# Thomas Scott on Biblical Prophecy



## VirginiaHuguenot (Sep 23, 2008)

Thomas Scott, _Essays on the Most Important Subjects in Religion_, Essay I, "The Divine Inspiration of the Holy Scriptures," p. 8 (also found in the Introduction to the 1832 edition of Thomas Scott's Holy Bible):



> The prophecies contained in the sacred Scriptures, and fulfilling to this day, fully demonstrate that they are divinely inspired. These form a species of perpetual miracles, which challenge the investigation of men in every age; and which, though overlooked by the careless and prejudiced, cannot fail of producing conviction proportioned to the humble and reverential attention paid to them. The prophecies of the Messiah, which are found in almost all the books of the old Testament, when compared with the exact accomplishment of them, as recorded in the authentick writings of the Evangelists, abundantly prove them to have been written under the guidance of the Holy Spirit: while the existence of the Jews as a people differing from all others upon the face of the earth, and their regard to these writings, as the sacred oracles handed down !from their progenitors, sufficiently vouch for their antiquity: though that admits of full and clear proof of another kind.
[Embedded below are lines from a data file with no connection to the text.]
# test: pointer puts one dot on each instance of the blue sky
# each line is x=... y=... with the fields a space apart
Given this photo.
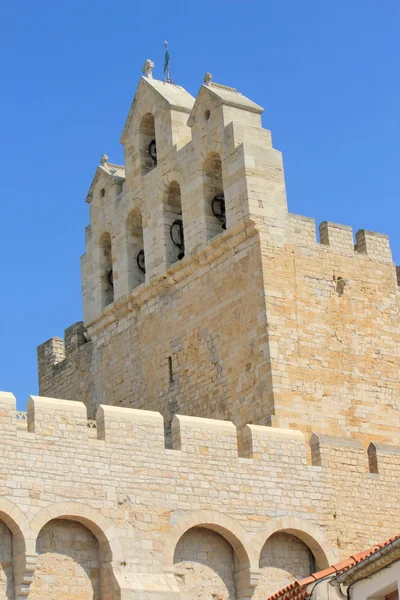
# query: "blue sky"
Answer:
x=327 y=74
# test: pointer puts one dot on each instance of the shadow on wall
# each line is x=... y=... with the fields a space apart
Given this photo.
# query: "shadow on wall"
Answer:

According to the predictions of these books, Nineveh has been desolated; Babylon swept with the besom of destruction; Tyre become a place to dry nets in; Egypt the basest of the kingdoms, which has never since been able to "exalt itself above the nations." These, and many other events, fulfilling ancient prophecies, very many ages after they were delivered, can never be accounted for; except by allowing, that Ele, who sees the end from the beginning, thus revealed his secret purposes, that the accomplishment of them might prove the Scriptures to be his word of instruction to mankind.
> 
> In like manner, there are evident predictions interwoven with the writings of almost every writer of the New Testament, as a divine attestation to the doctrine contained in them. The destruction of Jerusalem, with all the circumstances predicted in the Evangelists; (the narrative of which may be seen in Josephus's History of the Jewish wars; ) the series of ages, during which that city has been "trodden down of the gentiles;" the long continued dispersion of the Jews, and the conversion of the nations to Christianity; the many antichristian corruptions of the gospel; the superstition, uncommanded austerities, idolatry, spiritual tyranny, and persecution, of the Roman hierarchy; the division of the empire into ten kingdoms; the concurrence of those who ruled those kingdoms during many ages, to support the usurpations of the church of Rome; and the existence of Christianity to this day, amidst so many enemies, who have used every possible method to destroy it: --all these occurrences, when diligently compared with the predictions of the New Testament, do not come short of the fullest demonstration, of which the case will admit, that the books, which contain those predictions, are the unerring word of God. . . .
> 
> The predictions of Scripture, if carefully examined, will be found to contain a prophetical history of the world, as to all the grand outlines, from the beginning to this present time; not to speak of such, as are yet unfulfilled.


----------



## merkitheology (Sep 24, 2008)

Thanks for the post it gives us something to think about.


----------



## VirginiaHuguenot (Sep 27, 2008)

merkitheology said:


> Thanks for the post it gives us something to think about.



You're very welcome.


----------